«Si no hay carro nos vamos en balsa» Desde hace al menos tres años, la dirigencia cubana ha venido anunciando un proceso de reforma de la Constitución que junto a la implementación de los llamados «Lineamientos de la política económica y social», hacen parte de un proceso general de reformas en el país. En las […]
«Si no hay carro nos vamos en balsa»
Desde hace al menos tres años, la dirigencia cubana ha venido anunciando un proceso de reforma de la Constitución que junto a la implementación de los llamados «Lineamientos de la política económica y social», hacen parte de un proceso general de reformas en el país. En las palabras de apertura del VII Congreso del Partido Comunista de Cuba, en abril de 2016, el presidente Raúl Castro afirmó que «esta será una oportunidad para ajustar en nuestra Carta Magna, otras cuestiones que requieren del amparo constitucional». Como parte de la indagación sobre esas «otras cuestiones», Cuba Posible me ha invitado a compartir una reflexión en torno a los derechos de la población migrante cubana. Sé, por la invitación, que quizás se esperaba un balance en materia de los derechos de población en movilidad humana, y algunas posibles propuestas: una suerte de «un poco de lo que hay» con «un poco de lo que hace falta.»

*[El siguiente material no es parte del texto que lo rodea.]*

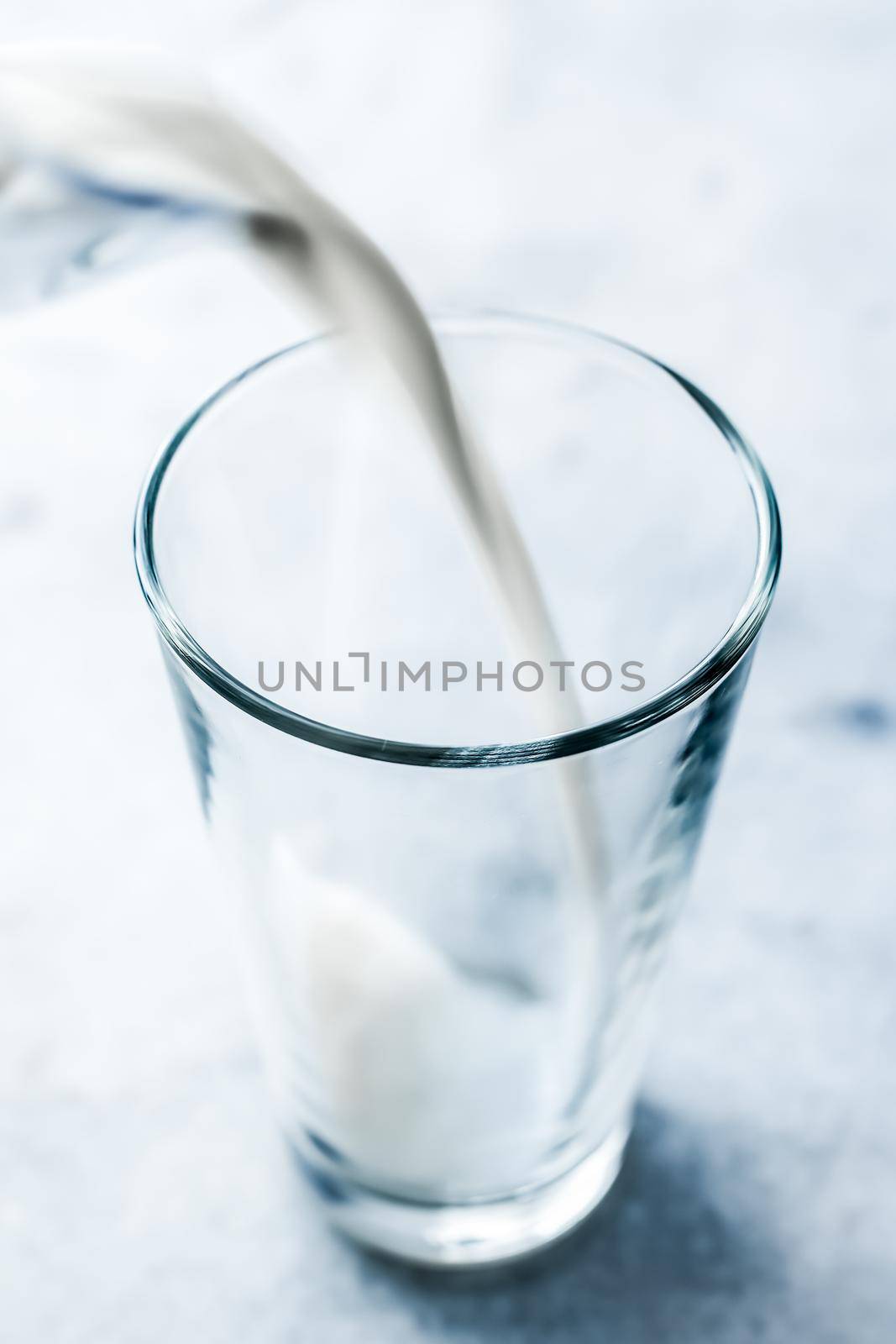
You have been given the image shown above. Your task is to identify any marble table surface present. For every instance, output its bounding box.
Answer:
[0,0,896,1344]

Sin embargo, en vez de aspirar a proponer un catálogo de derechos en torno a la migración, creo que resulta necesario adentrarnos en una discusión previa, pudiera decirse pre-constituyente. Las líneas que a continuación se proponen, buscan tributar a la discusión sobre la comprensión misma del migrante en el orden social en Cuba, el lugar que ocupa en la membresía nacional. Como es de suponer, tal ejercicio desbordaría no solo el presente texto, sino también el trabajo de cualquier comisión legislativa; lo cual debería por lo menos preocupar, si tenemos en cuenta cierta orientación a priorizar el trabajo de técnicos y especialistas, en el contexto pre-constituyente que discretamente vive el país. O sea, no se trata de valorar técnicamente las posibilidades de transnacionalizar derechos, sino de analizar la comprensión que como sociedad tenemos de la migración, y que atraviesa todo el ordenamiento jurídico, lo que también incide en las percepciones que en relación al «hecho migratorio» existen dentro y fuera de Cuba.

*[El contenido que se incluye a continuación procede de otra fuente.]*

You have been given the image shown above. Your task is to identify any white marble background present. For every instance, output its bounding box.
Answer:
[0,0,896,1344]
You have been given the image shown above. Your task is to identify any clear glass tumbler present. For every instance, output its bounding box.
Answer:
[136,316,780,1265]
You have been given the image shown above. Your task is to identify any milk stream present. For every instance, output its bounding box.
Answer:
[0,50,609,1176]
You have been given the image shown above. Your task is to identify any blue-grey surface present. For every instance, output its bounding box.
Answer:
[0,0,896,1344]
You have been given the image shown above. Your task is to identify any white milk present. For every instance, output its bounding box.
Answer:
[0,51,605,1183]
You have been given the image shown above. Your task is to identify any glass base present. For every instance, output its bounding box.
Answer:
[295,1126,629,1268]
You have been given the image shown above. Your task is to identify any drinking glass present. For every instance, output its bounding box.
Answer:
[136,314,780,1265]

Partiendo desde dicha postura, puede señalarse que la legislación y la política migratoria, no pueden ser entendidas simplemente como mecanismo de regulación de una externalidad, o como conjunto normativo con efectos en una dimensión del «afuera». Por el contrario, tal conjunto de regulaciones ha tenido una función directa en la producción de una forma particular de la ciudadanía y, por tanto, de membresía nacional.
Como síntoma de lo anterior, pudiera mencionarse lo ocurrido en la Cumbre de los Pueblos de la VII Cumbre de las Américas, realizada en Panamá en 2015, donde una de las consignas de la delegación de la sociedad civil cubana (¿la oficial?), consistía en calificar de «apátridas» a representantes de cierto sector de cubanos provenientes de Estados Unidos. Más allá de los antecedentes históricos del caso, creo que es importante reparar en las implicaciones de que la «apatridia» sea utilizada como epíteto naturalizado en el repertorio de consignas ideológicas.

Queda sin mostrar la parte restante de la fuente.